There has been some obvious seepage from the cork, but the bottle/label remains clean. A medium-plus garnet colour. The nose starts deep and brooding, perhaps a little sweet – but little else – the last drops in the glass, however, are of a lovely penetrating red berry. The palate is lithe, quite well concentrated and pleasingly fresh. The fruit remains nicely sweet but is set against slightly bitter tannin which is the main note of the finish. Aeration softens the bitter edge but never quite removes it. No obvious heat damage and very drinkable, but the 1994 is better.
Chézeaux
2003 Chézeaux Clos St.Denis Vieilles Vignes
2003 Chézeaux Griotte-Chambertin
2003 Chézeaux Griotte-Chambertin
(Leclerc elevage) The nose is even wider than the Ponsot bottling though the ripe, red fruit is a little blurred in comparison. Sweeter palate with tannins that are not quite so fine, though the fruit does seem to have an edge more concentration. There’s real impact in the mid-palate and a great finish too, though a little astringent tannin appears too. More impact, less refinement – depends how you like your Griotte!
2003 Chézeaux Chambertin
The bottle is cold, but the nose starts surprisingly open, a hint of reduction perhaps, but this is transient. Becomes even wider, good depth too – beautiful fruit – sweet and fine. The texture is first-rate, super-smooth tannins dovetail into gorgeously creamy fruit. If there was just a hint more acidity you could guess this to be a 2002 (or maybe 2005 in another year or two). The tannin just shows a little after you swallow. Another gorgeous wine.
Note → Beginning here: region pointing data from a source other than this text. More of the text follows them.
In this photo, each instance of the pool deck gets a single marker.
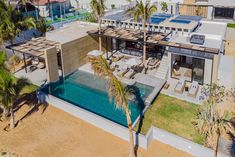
(146, 79)
(58, 134)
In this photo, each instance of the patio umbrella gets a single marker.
(133, 61)
(95, 53)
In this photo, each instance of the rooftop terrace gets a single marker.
(70, 32)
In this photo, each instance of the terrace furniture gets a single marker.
(35, 62)
(41, 65)
(122, 72)
(193, 89)
(32, 68)
(153, 61)
(166, 86)
(176, 73)
(130, 74)
(179, 88)
(138, 68)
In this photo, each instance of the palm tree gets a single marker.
(164, 7)
(143, 11)
(24, 3)
(116, 91)
(212, 124)
(12, 22)
(98, 8)
(42, 26)
(10, 90)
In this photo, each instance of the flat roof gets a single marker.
(71, 31)
(209, 42)
(130, 34)
(168, 23)
(222, 3)
(35, 47)
(212, 28)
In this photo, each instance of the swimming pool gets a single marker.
(89, 92)
(181, 21)
(158, 18)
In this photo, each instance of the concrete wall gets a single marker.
(207, 71)
(51, 64)
(74, 53)
(123, 133)
(193, 10)
(215, 68)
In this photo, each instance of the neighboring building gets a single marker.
(53, 8)
(110, 4)
(172, 6)
(199, 64)
(193, 46)
(210, 9)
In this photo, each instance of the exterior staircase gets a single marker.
(163, 68)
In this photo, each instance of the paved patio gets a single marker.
(184, 96)
(146, 79)
(37, 77)
(54, 133)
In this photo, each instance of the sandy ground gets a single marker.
(230, 48)
(55, 133)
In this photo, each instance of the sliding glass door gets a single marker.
(198, 70)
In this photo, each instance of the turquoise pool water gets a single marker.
(90, 92)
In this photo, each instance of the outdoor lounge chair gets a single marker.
(122, 72)
(130, 74)
(179, 88)
(41, 65)
(35, 62)
(153, 62)
(176, 73)
(193, 89)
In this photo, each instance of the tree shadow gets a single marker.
(141, 104)
(30, 100)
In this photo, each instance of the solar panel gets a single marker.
(186, 17)
(197, 39)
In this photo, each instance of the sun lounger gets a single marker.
(193, 89)
(122, 72)
(179, 88)
(35, 62)
(153, 62)
(176, 73)
(130, 74)
(41, 65)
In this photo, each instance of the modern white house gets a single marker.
(52, 8)
(209, 9)
(172, 6)
(218, 9)
(193, 48)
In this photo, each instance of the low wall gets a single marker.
(123, 133)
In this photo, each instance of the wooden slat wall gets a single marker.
(74, 53)
(193, 10)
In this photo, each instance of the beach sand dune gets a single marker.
(55, 133)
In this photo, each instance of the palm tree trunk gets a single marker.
(144, 46)
(5, 113)
(12, 121)
(100, 45)
(25, 9)
(216, 145)
(129, 123)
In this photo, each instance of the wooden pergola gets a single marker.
(152, 38)
(130, 34)
(35, 47)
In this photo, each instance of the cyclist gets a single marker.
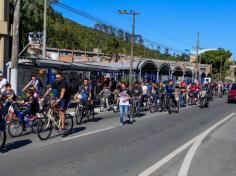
(35, 82)
(31, 105)
(3, 82)
(136, 93)
(144, 93)
(170, 91)
(62, 97)
(85, 92)
(9, 96)
(124, 98)
(182, 94)
(195, 89)
(105, 93)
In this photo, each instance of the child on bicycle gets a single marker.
(105, 93)
(30, 104)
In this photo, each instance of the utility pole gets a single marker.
(132, 42)
(15, 46)
(198, 58)
(221, 69)
(44, 29)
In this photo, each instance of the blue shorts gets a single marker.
(64, 104)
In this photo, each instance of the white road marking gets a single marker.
(188, 158)
(86, 134)
(105, 129)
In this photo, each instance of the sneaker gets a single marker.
(63, 132)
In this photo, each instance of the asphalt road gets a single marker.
(103, 148)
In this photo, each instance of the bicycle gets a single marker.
(16, 125)
(153, 104)
(171, 106)
(203, 99)
(50, 119)
(85, 110)
(2, 132)
(115, 105)
(133, 107)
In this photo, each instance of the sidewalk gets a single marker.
(216, 155)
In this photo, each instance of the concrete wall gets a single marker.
(4, 33)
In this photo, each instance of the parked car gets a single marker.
(232, 94)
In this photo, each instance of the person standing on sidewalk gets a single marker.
(62, 98)
(3, 83)
(124, 104)
(35, 82)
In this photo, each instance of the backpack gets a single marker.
(40, 84)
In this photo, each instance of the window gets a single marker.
(233, 87)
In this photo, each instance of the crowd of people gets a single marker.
(122, 94)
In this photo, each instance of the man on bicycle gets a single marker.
(170, 91)
(136, 93)
(182, 94)
(62, 98)
(85, 92)
(105, 94)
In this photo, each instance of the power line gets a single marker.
(86, 15)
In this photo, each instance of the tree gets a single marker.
(215, 57)
(166, 52)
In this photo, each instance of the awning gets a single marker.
(55, 64)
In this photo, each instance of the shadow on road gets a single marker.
(78, 129)
(15, 145)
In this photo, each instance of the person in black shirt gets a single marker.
(63, 97)
(137, 94)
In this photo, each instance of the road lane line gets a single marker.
(167, 158)
(86, 134)
(189, 157)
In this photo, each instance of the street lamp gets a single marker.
(122, 12)
(44, 29)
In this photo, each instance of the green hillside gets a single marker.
(65, 33)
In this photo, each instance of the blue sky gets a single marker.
(174, 23)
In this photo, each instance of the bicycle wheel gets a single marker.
(34, 125)
(102, 106)
(69, 122)
(91, 112)
(177, 109)
(44, 128)
(2, 138)
(15, 128)
(79, 116)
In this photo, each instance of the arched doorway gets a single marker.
(188, 76)
(203, 75)
(148, 71)
(177, 73)
(164, 72)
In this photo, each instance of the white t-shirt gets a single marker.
(123, 97)
(2, 85)
(145, 89)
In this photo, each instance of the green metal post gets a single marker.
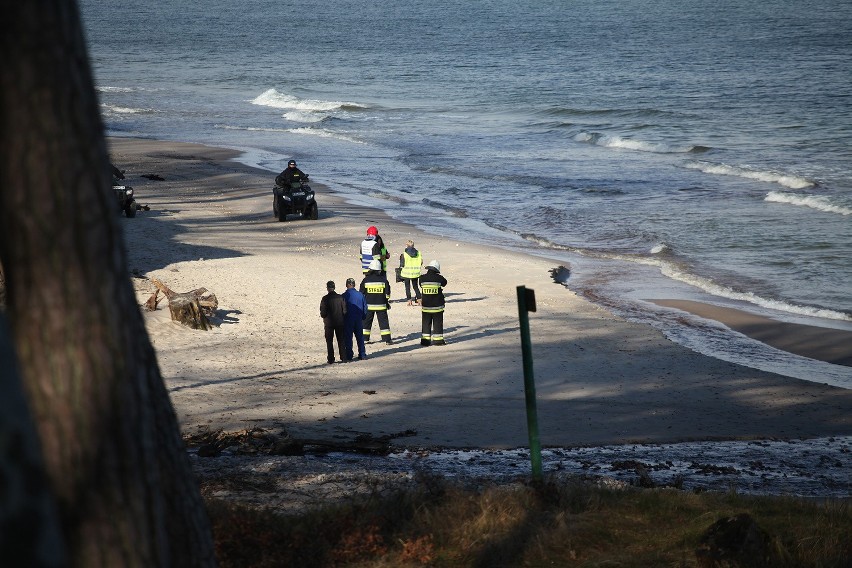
(526, 304)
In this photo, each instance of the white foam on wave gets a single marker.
(812, 201)
(672, 271)
(250, 128)
(618, 142)
(323, 133)
(114, 89)
(787, 180)
(275, 99)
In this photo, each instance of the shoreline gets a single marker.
(600, 379)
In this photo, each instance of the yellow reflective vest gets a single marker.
(411, 265)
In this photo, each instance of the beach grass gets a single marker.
(565, 523)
1994 Chézeaux Griotte-Chambertin
1994 Chézeaux Griotte-Chambertin
This was the first year for elevage of Griotte by René Leclerc. Medium-plus colour, fading to amber at the rim. The nose starts a little diffuse, With extra aeration the wine gives up a creamy red fruit compote set against a faintly earthy background. Silky texture with good acidity and fine mouth coating tannin. The concentration is still in the ascendant. Just starting to come into it’s drinking window. A lovely Griotte and another very fine 1994
2001 Chézeaux Griotte-Chambertin
2000 Chézeaux Chambertin
From 40+ year old vines. Disappointingly pale. Medium ruby, only the merest trace of cherry red hinting that this is not already 10 years old. With aeration there’s nice complexity on the high-toned nose. The palate has some sweetness, almost good acidity, and a little harsh wood on the finish. For sure there’s quite a lot going on in the mouth, for sure this is a still a very good wine, and for sure it’s better than many wines bearing the same label – but for my money this inferior to both the Griotte and Clos Saint Denis in 2000.